Pressure Data Tracks Fracture Growth

By Larrez Green, Laine Valle, Qin Ji, Allie Garcia and Erica Coenen

HOUSTON–Real-time pressure monitoring during hydraulic fracturing provides critical insights to allow operators to optimize frac designs, modify pump schedules on the fly, prevent fracture communication and maximize the performance of each stage pumped in every well on a pad.

High-resolution pressure data is recorded by surface or downhole gauges at both parent and child well locations while completing the child wells. The pressure signals can provide operators the information needed to understand the characteristics and behaviors of created fractures, increase cluster efficiency, and control parent-child well interactions to protect parent wells from frac hits while improving child well productivity.

Pressure-based fracture mapping was used in a nine-well project in the Delaware Basin to anticipate and mitigate damage to two parent (BP1H and BP2H) and seven child (BC1H-BC7H) wells while completing a new pad. All wells are landed in the Wolfcamp A, except for the BP2H, which is in the Wolfcamp B and is drilled in a 22 degree counterclockwise rotation with respect to the other wells. Wells BC3H, BC4H and BC5H are toe up. The others are all toe down. Horizontal well spacing is 500 feet between all child wells.

BP1H had been on production for three months before child well completion operations began.
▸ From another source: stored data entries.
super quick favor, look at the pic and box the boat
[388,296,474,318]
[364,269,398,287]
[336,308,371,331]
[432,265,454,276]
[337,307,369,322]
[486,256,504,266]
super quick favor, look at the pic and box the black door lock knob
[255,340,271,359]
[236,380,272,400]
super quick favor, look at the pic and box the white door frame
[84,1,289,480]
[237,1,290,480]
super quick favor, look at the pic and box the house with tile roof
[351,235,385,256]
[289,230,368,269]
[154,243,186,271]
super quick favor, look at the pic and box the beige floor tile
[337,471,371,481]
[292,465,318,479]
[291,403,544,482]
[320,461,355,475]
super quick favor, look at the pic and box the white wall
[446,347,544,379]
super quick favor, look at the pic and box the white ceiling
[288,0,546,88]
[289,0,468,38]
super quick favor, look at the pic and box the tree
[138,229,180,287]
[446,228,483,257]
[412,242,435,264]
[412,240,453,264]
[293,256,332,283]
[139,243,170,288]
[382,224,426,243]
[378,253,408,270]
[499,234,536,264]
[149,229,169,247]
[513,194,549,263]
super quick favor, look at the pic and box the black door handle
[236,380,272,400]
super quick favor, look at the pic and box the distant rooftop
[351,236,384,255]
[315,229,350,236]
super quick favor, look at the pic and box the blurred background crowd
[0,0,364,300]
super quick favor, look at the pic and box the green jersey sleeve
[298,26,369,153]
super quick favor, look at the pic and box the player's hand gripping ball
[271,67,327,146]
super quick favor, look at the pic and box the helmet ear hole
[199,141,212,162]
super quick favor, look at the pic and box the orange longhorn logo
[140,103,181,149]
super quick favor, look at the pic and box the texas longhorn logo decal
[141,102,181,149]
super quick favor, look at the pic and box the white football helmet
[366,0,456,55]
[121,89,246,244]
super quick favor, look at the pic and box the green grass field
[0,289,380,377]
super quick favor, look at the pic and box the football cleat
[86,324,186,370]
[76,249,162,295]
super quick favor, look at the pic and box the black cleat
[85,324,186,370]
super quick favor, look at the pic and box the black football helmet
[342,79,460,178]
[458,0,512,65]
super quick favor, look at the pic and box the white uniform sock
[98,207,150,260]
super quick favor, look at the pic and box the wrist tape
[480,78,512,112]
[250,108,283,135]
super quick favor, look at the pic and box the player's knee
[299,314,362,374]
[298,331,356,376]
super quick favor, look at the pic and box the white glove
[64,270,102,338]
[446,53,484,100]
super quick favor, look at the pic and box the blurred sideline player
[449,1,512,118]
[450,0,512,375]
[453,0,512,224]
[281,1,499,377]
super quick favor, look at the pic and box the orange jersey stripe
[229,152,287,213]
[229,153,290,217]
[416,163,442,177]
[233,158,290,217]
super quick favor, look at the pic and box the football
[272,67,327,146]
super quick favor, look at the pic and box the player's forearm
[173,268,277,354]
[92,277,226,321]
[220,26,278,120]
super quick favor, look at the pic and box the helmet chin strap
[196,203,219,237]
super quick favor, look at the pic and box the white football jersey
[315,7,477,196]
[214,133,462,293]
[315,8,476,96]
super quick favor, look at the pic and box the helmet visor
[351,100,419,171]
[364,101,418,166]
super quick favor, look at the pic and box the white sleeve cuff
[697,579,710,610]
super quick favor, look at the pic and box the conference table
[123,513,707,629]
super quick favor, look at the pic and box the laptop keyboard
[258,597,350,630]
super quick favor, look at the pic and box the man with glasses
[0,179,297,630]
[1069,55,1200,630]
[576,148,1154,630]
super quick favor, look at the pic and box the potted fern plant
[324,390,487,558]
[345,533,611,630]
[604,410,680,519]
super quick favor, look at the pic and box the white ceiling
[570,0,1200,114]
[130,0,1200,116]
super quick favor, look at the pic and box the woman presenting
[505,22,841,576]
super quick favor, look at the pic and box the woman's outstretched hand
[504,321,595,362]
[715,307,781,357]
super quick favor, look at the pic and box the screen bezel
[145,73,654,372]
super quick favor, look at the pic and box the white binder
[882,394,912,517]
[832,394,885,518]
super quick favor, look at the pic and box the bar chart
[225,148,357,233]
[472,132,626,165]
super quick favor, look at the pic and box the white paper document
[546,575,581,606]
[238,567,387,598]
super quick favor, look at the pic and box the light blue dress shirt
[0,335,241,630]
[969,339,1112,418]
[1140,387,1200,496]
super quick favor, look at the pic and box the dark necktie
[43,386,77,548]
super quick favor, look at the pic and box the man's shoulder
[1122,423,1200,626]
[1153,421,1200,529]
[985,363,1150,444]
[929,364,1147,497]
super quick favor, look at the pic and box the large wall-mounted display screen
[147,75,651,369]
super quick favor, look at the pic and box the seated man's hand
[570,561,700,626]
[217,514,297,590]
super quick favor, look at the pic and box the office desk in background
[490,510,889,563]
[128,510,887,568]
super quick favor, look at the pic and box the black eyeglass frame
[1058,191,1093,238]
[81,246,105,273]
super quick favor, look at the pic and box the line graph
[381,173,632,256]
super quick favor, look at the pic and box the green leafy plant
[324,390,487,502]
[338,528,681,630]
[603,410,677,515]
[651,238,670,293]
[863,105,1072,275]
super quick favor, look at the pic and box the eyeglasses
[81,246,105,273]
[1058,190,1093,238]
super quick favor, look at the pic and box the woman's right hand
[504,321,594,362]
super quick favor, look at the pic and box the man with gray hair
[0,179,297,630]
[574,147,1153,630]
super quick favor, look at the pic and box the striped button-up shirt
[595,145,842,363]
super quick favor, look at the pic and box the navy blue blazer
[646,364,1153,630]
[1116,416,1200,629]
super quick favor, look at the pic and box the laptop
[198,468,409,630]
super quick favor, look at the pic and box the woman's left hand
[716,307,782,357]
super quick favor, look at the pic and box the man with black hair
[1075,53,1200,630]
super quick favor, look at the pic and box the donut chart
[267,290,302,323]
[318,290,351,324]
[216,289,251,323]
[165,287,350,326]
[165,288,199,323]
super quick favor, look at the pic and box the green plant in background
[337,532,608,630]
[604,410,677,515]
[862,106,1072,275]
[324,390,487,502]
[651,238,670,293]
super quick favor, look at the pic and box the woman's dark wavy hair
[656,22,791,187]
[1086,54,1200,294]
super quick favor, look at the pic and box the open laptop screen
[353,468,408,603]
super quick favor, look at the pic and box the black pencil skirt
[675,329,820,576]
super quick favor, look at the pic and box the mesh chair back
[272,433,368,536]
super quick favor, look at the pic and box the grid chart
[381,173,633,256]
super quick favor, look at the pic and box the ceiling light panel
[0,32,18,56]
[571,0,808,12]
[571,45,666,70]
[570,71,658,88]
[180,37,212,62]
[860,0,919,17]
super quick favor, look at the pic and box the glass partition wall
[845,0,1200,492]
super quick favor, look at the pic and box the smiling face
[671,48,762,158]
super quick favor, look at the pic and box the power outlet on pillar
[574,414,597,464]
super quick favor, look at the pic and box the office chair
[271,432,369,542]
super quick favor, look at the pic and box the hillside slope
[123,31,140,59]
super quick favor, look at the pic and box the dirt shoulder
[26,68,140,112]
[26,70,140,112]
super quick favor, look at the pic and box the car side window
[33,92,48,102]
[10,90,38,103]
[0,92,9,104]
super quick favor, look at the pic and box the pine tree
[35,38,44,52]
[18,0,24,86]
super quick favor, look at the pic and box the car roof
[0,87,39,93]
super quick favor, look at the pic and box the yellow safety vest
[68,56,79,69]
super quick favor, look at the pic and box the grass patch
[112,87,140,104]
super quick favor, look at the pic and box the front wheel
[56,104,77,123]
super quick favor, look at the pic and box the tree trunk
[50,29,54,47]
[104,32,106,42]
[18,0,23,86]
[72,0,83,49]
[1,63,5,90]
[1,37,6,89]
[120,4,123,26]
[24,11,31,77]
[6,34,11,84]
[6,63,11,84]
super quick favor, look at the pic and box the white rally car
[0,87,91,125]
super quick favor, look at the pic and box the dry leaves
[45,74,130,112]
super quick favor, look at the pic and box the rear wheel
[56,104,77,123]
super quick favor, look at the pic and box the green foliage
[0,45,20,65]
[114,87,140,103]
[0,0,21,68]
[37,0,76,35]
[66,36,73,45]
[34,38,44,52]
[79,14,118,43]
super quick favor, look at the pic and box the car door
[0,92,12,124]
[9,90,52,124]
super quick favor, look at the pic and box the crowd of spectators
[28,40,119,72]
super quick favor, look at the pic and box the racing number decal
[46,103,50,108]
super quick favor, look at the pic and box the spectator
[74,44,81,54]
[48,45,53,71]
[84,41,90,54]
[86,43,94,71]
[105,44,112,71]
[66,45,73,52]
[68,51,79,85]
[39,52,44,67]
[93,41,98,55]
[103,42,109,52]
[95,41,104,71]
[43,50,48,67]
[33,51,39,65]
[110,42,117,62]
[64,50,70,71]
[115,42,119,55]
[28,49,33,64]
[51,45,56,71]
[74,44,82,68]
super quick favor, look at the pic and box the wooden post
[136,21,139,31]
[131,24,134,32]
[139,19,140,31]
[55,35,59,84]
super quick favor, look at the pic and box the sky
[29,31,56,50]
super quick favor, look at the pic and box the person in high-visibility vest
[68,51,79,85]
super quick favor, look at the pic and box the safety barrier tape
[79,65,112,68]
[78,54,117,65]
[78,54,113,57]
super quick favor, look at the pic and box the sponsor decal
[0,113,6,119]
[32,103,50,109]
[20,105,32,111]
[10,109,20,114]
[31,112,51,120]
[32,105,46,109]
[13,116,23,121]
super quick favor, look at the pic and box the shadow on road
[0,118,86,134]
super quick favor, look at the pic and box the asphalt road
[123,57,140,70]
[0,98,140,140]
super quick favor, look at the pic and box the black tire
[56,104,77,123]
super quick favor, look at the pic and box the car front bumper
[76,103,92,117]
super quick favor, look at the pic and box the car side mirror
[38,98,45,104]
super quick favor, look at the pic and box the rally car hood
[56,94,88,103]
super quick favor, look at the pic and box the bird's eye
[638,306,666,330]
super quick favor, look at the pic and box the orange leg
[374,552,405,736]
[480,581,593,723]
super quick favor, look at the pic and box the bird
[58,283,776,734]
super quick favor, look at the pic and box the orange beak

The well had cumulatively produced 58,000 barrels of oil, 274 million cubic feet of natural gas, and 259,000 barrels of water from 65 stages completed with 120-foot spacing and 10 clusters per stage. BP2H had been on production for four years. It was not shut in during child well fracturing. Its cumulative oil, gas and water production was 399,000 barrels, 1.78 billion cubic feet, and 2.15 million barrels, respectively, from 38 stages completed at 170-foot spacing with three clusters per stage.

The child wells were stimulated in two phases, with wells BC4H, BC5H, BC6H and BC7H in the first phase and wells BC1H, BC2H and BC3H completed one month later during the second phase. For all seven child wells, stage spacing was 150 feet with 10 clusters per stage. The stage numbers varied according to well length.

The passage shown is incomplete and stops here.